Boston, You’re My Home

The Marathon Bombings have taken all the wind out of New England’s sails today.  Boston is a wreck.  Nobody knows who did it, or who is responsible.  There is blood in the streets.  Men and women are missing limbs.  Parents went to bed last night without their child.  The city is in chaos, it will be weeks or months before we know who did this, years before everyone feels normal again, and never before we find out why.

I am not from Boston.  My family is.  My ex-husband’s family is.  I have so many friends who live in Boston that my heart was in my throat as I scanned my newsfeed on FB yesterday, mentally ticking off each person who checked in and said they were all right.  That beautiful city, my favorite in the world, torn to pieces on that most special day ingrained in Massachusetts’ history — Patriots Day.  It’s rocked Boston, Massachusetts, and New England as a whole.

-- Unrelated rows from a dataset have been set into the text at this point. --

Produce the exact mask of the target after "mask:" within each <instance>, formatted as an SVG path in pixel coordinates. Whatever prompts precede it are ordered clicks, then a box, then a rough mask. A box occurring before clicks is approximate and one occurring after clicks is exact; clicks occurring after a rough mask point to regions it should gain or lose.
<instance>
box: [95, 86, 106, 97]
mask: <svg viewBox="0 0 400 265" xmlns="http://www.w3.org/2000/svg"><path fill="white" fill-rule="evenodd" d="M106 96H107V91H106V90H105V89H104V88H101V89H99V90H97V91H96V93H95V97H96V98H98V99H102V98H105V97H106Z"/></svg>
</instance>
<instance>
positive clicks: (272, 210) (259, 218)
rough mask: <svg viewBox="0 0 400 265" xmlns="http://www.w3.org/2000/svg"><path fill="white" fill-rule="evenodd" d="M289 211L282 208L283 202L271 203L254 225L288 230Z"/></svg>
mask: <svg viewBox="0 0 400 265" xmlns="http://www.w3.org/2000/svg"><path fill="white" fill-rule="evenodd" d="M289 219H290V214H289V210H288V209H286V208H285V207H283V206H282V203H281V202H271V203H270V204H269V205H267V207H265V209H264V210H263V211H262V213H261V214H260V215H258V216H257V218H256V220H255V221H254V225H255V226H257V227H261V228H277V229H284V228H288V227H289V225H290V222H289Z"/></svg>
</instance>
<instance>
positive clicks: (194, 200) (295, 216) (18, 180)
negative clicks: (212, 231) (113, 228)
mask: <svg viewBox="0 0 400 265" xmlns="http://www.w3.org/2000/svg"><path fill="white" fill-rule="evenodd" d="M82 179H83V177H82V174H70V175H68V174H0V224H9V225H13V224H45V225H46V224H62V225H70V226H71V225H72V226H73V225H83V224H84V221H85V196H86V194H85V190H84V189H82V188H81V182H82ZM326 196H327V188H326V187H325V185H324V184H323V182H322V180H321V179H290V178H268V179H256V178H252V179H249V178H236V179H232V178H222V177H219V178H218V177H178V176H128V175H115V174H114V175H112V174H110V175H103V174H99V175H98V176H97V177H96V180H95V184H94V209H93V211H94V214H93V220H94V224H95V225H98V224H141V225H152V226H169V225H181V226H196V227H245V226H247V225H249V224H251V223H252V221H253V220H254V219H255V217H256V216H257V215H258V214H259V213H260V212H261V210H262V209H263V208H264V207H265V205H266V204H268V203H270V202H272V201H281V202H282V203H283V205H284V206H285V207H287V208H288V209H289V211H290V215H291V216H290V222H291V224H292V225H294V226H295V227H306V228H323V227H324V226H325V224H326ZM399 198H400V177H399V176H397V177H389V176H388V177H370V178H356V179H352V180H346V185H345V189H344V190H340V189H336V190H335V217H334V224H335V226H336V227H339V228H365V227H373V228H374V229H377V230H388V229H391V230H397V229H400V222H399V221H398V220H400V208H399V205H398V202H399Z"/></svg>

But there is not a single doubt in my mind that Boston will rebound from this.  Boston is scrappy.  Boston is defined by its strength, by the legacy of the thousands of Irish immigrants who came to the city, forced there by the potato famine in Ireland.  The tenacity that makes the rest of the country call its people “Massholes”, some fondly, some in irritation.  The tough but loveable accents, the dropped “r’s” that sound like “a’s”.  The magical city of dreams where a ball team that hasn’t won in 86 years can defy all odds and take home the title.   The birthplace of our nation’s freedom, where the first shots of the Revolutionary War were fired.  The beginning that has no end.  Boston has everything.  Boston is everything.

And she will overcome.  The city by the bay will rebound from this, stronger than ever.  There is no doubting it even for a second.